Por Priscila Sarahí Sánchez Leal

Cuando estamos solos, creemos decidir.
Cuando estamos en grupo, a veces sólo reaccionamos.

La literatura ha observado desde hace siglos el comportamiento de las masas: multitudes que aplauden, persiguen, callan o destruyen. En ellas, el individuo se diluye, en tanto que nadie parece ser completamente responsable, no obstante, todos participan. Algo sucede cuando los cuerpos se aglomeran y las voces se confunden entre sí, el pensamiento pierde complejidad y la emoción se torna más intensa.


En este sentido, Gustave Le Bon señalaba que las masas no “piensan”, sino que “sienten”. En la literatura esto se ha representado a través de innumerables escenas, en donde los pueblos se levantan al unísono, las multitudes celebran aquello que quizá condenarán en el futuro, en grupos que encuentran en el anonimato una forma de justificación. En las masas, el individuo no se anula del todo, pero sí deja de escucharse a sí mismo.


Un ejemplo evidente se configura en Fuenteovejuna, de Lope de Vega, en donde ante la pregunta por el responsable de un crimen, emerge la respuesta del pueblo entero fusionado en una sola voz que condena: “Fuenteovejuna lo hizo”. No hay nombres propios, ni culpables individuales, en tanto que la aglomeración se convierte en refugio, aunque al mismo tiempo funciona como un arma.


Mediante dicho acto, se evidencia una contradicción, en la que la colectividad puede ser un espacio de resistencia frente al abuso, pero también un lugar donde la violencia se diluye en la excusa de que “todos lo hicieron”. De tal manera que las aglomeraciones no son únicamente físicas, sino que devienen en masas simbólicas, envueltas en ideologías, discursos y emociones.


Emergen allí, donde se repiten consignas sin reflexión, se adopta una postura compartida porque acaso está de moda o quizá porque disentir se torna un riesgo.

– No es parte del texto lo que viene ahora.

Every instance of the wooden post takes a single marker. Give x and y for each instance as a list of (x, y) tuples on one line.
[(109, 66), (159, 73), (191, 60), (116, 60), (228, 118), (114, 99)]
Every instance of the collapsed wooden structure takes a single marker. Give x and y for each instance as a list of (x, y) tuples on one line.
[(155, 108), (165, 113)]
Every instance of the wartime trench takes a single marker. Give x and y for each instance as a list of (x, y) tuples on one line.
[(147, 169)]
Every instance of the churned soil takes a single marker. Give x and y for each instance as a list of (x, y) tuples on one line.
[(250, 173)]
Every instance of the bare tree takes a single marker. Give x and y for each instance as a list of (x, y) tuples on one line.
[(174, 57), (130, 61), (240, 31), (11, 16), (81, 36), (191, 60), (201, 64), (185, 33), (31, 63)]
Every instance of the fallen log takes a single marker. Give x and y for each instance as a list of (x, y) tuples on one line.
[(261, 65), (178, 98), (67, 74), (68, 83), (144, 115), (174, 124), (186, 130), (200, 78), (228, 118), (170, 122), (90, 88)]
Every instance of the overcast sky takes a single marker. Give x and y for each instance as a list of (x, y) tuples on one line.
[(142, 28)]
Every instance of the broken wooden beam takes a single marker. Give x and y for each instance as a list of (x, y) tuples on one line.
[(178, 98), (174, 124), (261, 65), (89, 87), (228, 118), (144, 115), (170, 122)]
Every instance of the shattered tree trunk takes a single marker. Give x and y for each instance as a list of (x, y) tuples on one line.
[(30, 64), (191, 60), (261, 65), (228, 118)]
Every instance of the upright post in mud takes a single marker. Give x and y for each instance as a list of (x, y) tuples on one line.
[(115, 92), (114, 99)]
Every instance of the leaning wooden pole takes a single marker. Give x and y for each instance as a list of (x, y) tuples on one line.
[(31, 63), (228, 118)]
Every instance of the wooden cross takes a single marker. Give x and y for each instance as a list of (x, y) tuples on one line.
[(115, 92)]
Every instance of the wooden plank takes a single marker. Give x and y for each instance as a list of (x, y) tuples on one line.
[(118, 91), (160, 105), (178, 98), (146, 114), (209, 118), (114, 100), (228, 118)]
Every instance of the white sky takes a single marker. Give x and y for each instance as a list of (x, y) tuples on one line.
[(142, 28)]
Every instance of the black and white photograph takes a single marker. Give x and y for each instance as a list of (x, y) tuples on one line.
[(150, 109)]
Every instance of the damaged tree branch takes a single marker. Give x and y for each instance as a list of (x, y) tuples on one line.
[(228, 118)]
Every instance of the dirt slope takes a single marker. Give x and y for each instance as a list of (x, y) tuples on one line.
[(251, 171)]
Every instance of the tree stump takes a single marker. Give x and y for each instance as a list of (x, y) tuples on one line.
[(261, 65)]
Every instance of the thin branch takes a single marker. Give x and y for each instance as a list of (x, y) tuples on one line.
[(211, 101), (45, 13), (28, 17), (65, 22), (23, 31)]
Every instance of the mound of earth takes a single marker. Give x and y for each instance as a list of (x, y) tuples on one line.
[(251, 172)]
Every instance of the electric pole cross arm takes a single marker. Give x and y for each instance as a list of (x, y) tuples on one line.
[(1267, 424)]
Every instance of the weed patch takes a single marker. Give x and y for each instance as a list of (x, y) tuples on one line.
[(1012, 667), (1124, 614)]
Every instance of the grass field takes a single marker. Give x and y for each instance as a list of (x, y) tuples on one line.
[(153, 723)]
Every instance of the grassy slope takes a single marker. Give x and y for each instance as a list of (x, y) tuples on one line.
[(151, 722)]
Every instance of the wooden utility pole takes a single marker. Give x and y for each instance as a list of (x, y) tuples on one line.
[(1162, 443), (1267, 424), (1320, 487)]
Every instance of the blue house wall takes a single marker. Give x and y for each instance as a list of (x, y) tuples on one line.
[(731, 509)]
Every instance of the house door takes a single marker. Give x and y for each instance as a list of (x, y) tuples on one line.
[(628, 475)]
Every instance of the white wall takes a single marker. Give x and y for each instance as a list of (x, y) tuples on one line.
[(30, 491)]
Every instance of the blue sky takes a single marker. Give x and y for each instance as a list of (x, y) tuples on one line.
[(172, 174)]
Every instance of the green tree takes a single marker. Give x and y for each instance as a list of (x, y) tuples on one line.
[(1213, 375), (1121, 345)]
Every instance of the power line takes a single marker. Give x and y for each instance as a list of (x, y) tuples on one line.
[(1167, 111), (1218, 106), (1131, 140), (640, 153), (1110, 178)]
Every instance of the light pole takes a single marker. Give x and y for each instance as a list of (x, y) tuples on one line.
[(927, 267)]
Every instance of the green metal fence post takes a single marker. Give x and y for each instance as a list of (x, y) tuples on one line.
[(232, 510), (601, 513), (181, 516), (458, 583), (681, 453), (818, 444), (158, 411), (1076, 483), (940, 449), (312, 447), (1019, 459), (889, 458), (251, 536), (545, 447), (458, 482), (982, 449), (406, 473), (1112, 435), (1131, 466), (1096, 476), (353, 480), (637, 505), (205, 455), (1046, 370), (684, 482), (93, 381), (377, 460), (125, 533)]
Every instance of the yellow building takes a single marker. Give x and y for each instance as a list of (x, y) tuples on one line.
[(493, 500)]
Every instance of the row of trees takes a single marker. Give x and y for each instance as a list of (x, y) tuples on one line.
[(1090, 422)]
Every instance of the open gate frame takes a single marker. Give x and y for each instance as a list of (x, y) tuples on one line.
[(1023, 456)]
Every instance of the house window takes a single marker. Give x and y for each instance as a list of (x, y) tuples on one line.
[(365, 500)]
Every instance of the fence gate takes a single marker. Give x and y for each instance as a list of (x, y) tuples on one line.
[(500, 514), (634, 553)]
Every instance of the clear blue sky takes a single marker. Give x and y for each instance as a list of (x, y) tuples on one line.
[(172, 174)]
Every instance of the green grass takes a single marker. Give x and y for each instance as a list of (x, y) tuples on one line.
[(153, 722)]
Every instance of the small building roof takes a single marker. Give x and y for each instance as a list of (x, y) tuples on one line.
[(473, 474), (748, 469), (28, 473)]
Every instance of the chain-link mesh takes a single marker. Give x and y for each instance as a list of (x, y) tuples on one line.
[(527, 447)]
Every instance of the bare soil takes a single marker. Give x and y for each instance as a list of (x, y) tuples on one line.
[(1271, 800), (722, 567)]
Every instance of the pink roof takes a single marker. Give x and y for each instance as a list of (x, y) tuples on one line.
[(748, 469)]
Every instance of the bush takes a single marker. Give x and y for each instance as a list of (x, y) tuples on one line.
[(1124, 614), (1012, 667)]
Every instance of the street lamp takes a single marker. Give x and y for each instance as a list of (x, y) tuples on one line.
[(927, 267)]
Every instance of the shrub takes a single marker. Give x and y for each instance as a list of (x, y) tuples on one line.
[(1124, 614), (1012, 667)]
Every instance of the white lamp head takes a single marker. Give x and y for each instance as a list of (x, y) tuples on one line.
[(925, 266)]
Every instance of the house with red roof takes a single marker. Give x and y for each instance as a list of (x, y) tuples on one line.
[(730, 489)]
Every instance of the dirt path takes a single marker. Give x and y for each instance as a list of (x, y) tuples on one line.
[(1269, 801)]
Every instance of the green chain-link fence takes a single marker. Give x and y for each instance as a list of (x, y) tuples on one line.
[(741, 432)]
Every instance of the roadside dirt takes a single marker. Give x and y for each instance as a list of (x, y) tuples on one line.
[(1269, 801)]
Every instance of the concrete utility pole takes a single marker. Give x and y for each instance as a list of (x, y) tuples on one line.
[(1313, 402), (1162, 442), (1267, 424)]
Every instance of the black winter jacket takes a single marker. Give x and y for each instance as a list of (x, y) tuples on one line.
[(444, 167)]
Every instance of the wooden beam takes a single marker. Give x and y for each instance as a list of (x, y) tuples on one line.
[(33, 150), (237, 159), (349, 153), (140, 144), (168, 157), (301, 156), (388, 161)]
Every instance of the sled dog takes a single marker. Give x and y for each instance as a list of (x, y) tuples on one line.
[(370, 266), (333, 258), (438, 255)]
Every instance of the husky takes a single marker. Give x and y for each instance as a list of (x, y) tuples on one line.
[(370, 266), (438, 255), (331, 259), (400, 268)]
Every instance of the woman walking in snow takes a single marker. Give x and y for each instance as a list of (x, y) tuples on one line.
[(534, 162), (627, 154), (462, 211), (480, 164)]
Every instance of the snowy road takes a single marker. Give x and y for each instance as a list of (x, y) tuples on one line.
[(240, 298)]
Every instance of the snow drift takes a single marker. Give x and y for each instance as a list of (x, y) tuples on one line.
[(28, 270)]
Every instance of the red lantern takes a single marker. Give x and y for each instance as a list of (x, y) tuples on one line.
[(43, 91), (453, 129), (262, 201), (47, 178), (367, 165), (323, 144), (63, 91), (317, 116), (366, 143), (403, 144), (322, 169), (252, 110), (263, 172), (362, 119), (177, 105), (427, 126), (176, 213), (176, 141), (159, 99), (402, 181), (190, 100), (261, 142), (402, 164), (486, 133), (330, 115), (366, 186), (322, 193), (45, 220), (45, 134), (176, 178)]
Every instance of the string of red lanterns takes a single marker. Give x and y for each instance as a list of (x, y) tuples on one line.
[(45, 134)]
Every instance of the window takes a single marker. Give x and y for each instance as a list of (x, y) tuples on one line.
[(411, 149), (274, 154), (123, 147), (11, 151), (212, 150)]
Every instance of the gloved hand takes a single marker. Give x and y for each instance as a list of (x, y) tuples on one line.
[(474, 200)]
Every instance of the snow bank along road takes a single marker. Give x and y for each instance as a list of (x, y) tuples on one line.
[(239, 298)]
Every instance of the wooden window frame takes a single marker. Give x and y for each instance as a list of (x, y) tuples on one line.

En dichos espacios, el lenguaje se limita y no dialoga, pero sí reacciona. En la literatura, el lector observa estos escenarios desde una posición externa, reconociéndose en los personajes, en el latente deseo de pertenecer o en el miedo a quedar fuera, en la comodidad engañosa de no decidir en soledad.


Paradójicamente, en el acto de leer hay ya un ejercicio contrario a la multitud. La lectura amerita pausa, contemplación y un criterio propio, que se desvía del ruido colectivo, propone silencio y tiene la potencia de devolver la conciencia del individuo.